Again, the 8A aspect of the opinion is only one portion. But, to me, it seems open to overturn if it goes to en banc or higher.

Posted by: Joe | Aug 4, 2017 6:00:27 PM

"...Baghdad shootings that injured or killed at least 31 Iraqi civilians,..."

Question: Why do they hate us?

Answer: They hate us for our freedoms.

Posted by: albeed | Aug 4, 2017 6:32:11 PM

Daniel, the Eighth Amendment can absolutely be a procedural safeguard, but generally in narrow categories: Juvenile homicide cases and death penalty cases are the big ones.

Anyway, this is an interesting ruling that could suggest use in a wide range of cases. I'm skeptical it would ever be applied to broader contexts, though.

Posted by: Erik M | Aug 4, 2017 11:14:46 PM

@Eric M

But isn't the broader context exactly what is at stake in this case? If there is such a creature as a 8A due process claim (as opposed an "as applied" claim.) what are the parameters of such due process claims? Kids, the DP, so why not government contractors in a war zone? What not punishment for adultery? Why not goat sex? The question because if there is a 8A due process claim (of which I am very dubious) then why is that due process concern only applied to some people/some context and not others?


One of the reasons I tend to be skeptical of due process claims in the sentencing context is because due process rulings almost always reduce to one of two categories. The first category is legal heat without any light where the appeals court bitches about process, a lot of dust gets kicked up, and the defendant on remand gets the exact same sentence he had before with a different process. This does not impress me other than as a waste of time and energy. The second category is where the judges feign they are complaining about due process but this is just a hint that they think the sentence is substantively unreasonable but they don't have a legal leg to stand on. Which, FWIW, is what I suspect happened in this case (as well as Graham and Miller). This does not impress me except as a matter of judicial deceit.
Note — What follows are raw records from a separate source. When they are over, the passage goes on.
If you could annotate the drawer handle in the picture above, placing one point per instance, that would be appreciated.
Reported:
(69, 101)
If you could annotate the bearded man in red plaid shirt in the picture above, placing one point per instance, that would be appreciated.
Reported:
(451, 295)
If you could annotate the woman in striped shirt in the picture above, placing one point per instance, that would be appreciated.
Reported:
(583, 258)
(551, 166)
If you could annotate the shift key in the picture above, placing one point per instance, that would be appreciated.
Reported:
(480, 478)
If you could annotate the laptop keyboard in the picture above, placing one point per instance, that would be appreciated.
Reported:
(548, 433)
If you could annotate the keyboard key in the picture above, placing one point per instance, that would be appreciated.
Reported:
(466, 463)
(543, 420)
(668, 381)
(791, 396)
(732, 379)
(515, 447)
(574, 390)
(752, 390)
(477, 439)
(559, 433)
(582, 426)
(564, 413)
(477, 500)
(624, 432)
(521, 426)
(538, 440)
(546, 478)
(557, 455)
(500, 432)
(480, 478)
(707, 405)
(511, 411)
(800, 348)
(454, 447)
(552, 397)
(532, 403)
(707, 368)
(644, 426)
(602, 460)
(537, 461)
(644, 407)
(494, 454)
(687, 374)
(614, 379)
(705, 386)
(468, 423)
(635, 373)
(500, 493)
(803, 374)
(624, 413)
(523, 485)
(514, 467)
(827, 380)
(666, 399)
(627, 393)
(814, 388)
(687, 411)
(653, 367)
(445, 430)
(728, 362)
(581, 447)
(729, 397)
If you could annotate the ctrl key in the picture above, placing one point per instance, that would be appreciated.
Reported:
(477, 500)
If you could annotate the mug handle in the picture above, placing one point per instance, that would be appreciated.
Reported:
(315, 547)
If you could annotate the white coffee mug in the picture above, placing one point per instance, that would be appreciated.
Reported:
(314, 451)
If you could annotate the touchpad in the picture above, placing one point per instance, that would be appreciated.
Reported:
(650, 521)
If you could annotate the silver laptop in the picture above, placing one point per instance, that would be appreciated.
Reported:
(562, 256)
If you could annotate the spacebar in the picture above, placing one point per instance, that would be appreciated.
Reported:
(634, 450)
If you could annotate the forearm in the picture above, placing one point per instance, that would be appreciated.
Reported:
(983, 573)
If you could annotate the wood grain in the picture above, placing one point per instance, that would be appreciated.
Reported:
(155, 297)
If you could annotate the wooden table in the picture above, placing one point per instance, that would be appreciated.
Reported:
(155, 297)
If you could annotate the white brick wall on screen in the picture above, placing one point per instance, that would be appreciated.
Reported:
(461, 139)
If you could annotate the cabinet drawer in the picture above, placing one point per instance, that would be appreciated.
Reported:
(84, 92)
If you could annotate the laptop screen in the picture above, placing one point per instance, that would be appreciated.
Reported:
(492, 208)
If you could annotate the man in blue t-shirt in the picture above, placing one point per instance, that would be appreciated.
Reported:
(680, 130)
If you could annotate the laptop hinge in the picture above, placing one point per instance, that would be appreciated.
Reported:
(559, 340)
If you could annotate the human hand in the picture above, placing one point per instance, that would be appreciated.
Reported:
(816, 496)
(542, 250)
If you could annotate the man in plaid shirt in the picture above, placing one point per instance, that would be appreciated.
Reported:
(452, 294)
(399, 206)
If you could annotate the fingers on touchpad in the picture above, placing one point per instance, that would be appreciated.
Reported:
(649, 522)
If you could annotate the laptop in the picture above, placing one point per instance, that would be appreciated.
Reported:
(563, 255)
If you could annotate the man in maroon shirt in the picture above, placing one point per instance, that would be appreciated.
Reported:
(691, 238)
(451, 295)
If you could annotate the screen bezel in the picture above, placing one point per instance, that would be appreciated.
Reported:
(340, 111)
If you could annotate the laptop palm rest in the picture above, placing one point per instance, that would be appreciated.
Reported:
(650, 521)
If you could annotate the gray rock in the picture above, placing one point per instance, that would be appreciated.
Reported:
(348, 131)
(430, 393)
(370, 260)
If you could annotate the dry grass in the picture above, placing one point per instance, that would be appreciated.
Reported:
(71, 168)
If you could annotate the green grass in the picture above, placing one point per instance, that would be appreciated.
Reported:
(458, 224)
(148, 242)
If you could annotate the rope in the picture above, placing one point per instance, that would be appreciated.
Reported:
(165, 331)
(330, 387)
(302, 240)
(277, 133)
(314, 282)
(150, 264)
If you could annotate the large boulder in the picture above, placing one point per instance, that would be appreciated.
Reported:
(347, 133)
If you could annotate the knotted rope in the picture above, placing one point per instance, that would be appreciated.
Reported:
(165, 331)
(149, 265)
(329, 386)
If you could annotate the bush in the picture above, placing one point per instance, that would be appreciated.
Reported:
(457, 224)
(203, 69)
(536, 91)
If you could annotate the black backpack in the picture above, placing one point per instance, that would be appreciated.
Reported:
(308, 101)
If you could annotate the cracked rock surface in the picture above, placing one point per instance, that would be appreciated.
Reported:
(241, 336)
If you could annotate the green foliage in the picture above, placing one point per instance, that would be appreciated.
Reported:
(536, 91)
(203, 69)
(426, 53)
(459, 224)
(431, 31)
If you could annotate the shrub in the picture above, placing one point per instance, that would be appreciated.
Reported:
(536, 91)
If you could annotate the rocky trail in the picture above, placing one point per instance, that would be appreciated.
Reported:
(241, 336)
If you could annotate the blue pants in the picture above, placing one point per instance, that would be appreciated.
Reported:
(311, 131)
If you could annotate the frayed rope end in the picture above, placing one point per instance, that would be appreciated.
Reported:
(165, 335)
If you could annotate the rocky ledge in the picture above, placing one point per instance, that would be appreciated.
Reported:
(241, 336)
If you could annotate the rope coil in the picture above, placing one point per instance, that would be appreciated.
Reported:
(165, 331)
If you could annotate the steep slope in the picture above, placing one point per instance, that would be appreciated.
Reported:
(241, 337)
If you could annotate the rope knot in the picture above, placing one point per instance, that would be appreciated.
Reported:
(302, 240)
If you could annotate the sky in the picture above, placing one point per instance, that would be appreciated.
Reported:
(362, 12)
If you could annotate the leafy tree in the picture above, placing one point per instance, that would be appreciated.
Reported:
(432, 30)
In every case the only meaningful question from the perspective of justice is whether or not the guilty party got the sentence he deserved. This is a very difficult question on which many people can and do disagree. But in my view due process claims in the sentencing context serve only to confuse and elide the substantive questions. They are, frankly, unhelpful.

Posted by: Daniel | Aug 5, 2017 12:20:22 PM

30 years is unconstitutional for manslaughter, but life in prison for shoplifting is OK? Yeah, right.